Second, high- and upper-middle income countries were selected for this Scorecard using World Bank definitions. However, although neither GDP per capita nor the Gini Index were correlated with ≥28 week SBRs (after removing Brazil as an outlier)—which is consistent with previous findings [63]—the Gini Index did seem to be a more sensitive measure of stillbirth risk [64]. Hence, consideration should be given to selection of countries for the Scorecard based on the Gini Index.

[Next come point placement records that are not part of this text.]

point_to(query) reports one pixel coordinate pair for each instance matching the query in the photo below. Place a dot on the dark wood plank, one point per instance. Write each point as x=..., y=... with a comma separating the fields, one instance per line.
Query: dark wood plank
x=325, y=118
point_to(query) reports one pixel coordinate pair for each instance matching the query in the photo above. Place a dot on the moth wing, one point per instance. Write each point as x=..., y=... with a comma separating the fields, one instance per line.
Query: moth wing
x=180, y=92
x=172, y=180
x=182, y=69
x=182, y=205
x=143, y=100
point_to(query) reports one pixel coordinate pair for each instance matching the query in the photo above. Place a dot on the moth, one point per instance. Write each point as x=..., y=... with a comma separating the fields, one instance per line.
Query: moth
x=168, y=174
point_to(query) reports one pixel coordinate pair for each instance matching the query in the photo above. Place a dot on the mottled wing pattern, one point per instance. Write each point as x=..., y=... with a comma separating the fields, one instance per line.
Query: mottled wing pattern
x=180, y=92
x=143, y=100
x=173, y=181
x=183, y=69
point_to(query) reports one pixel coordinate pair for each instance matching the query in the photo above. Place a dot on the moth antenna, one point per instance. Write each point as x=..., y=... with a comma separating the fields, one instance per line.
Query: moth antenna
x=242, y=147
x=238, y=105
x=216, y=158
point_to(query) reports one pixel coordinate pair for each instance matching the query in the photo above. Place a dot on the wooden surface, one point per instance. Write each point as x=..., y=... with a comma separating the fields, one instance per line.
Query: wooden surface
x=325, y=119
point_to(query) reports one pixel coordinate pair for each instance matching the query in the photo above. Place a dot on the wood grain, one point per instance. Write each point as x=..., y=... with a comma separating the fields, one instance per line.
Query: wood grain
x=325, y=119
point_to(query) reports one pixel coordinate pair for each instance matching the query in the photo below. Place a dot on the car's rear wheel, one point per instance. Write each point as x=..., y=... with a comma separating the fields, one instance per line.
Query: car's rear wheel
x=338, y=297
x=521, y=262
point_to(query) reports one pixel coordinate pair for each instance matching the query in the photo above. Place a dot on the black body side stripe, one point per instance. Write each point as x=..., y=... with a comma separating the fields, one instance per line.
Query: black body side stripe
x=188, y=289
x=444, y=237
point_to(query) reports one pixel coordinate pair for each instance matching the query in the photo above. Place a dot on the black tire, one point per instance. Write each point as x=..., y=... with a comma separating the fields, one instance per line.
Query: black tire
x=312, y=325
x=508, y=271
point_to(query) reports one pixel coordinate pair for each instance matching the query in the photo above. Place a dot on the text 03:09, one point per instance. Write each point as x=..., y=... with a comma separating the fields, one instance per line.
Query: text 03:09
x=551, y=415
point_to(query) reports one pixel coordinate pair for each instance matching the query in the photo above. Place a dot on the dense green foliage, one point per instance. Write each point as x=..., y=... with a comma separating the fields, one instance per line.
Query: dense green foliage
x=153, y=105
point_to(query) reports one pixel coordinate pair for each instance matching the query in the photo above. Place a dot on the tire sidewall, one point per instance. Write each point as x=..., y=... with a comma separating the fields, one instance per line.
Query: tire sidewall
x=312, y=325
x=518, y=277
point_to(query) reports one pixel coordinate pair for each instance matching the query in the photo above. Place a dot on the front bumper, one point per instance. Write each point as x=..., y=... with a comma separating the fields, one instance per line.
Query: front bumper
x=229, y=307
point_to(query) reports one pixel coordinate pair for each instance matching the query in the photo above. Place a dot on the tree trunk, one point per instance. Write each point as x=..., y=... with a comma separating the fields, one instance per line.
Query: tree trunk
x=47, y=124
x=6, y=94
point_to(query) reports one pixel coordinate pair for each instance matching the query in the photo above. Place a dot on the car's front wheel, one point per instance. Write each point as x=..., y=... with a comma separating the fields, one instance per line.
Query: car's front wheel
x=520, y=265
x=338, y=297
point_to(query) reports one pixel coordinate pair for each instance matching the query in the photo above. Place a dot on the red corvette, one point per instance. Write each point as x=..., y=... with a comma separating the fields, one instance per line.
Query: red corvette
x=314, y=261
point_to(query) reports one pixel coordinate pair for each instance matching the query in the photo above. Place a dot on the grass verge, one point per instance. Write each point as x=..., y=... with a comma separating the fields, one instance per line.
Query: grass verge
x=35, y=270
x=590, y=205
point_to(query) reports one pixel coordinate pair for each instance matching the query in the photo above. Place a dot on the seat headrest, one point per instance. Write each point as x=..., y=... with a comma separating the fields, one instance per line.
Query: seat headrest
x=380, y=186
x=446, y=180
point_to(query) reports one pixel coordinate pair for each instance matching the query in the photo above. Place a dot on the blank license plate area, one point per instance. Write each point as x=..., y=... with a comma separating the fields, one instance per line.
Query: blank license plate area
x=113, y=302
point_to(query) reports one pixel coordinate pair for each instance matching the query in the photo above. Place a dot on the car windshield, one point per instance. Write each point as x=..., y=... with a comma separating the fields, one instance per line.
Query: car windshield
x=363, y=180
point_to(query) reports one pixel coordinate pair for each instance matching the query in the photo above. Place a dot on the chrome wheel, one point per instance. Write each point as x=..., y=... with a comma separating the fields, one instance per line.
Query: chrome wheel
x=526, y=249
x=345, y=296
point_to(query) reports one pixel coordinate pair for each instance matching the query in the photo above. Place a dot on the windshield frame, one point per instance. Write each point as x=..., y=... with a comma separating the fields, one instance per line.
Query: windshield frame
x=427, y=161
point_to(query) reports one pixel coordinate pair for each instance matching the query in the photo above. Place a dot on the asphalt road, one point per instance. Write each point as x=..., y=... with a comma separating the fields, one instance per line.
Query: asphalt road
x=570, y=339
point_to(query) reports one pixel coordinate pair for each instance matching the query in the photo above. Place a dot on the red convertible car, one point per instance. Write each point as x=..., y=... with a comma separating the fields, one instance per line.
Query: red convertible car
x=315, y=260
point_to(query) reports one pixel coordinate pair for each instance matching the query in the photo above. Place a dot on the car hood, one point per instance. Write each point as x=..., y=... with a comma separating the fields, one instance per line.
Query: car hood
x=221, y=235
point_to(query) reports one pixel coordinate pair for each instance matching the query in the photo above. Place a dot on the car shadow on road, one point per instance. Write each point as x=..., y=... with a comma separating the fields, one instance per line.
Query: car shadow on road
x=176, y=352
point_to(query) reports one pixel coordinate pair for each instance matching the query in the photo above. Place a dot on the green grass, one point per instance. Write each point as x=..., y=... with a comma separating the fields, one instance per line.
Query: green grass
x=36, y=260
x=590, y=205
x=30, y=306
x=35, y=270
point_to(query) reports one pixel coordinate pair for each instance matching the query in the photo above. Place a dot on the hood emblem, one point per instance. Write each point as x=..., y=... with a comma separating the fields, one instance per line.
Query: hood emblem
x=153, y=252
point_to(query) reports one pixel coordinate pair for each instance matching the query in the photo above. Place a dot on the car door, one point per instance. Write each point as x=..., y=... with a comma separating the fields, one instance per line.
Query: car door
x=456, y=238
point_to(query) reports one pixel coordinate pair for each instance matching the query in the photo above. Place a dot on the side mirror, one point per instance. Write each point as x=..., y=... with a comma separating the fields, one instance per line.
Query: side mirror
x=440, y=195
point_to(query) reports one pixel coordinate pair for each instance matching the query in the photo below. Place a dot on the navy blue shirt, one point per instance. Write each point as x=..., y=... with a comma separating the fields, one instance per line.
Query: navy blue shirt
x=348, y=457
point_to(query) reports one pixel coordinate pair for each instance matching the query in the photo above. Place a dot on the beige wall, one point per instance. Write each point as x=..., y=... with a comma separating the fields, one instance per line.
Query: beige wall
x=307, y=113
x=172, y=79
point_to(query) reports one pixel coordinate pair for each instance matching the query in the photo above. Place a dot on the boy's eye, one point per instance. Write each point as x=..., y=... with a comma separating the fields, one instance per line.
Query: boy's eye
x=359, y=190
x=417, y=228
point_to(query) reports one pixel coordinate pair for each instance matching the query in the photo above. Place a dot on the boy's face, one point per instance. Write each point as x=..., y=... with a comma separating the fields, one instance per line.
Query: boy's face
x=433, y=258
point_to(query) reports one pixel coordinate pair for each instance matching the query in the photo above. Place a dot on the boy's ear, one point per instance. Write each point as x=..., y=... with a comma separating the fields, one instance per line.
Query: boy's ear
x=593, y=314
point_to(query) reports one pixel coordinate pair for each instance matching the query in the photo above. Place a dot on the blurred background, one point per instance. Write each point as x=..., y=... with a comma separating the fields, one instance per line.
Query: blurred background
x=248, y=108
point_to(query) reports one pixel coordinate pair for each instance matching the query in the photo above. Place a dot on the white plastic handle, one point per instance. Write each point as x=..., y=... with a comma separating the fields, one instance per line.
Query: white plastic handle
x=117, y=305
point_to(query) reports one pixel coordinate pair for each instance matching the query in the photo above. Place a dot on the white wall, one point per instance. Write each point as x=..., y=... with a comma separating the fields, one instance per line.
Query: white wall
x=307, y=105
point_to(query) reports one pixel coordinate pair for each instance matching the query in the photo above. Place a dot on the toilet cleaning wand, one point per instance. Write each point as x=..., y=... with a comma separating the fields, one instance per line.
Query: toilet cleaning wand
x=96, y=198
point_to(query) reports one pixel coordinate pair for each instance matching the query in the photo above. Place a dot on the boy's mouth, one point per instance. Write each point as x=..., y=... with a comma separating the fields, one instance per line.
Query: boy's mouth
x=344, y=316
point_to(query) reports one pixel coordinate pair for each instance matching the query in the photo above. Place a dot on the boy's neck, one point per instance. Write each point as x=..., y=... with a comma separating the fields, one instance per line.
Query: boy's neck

Third, the Scorecard was designed as a reporting tool to track progress both between and within H/UMIC, helping to identify areas for improvement. The Scorecard indicators are being used in the Australian NSAIP, which has an underlying focus on reducing stillbirth inequity [23]. Measuring progress will also help in assessing whether the indicators in the Scorecard are the right ones—whether they make a difference for the stillbirth burden. We aim to present an updated report biannually, and to motivate an increasing number of high- and upper-middle income countries to participate in the Scorecard. Finally, we propose to use the Scorecard to advocate for key changes globally. For example, a common definition of stillbirth specific to H/UMIC should be developed to help track progress and increase comparability.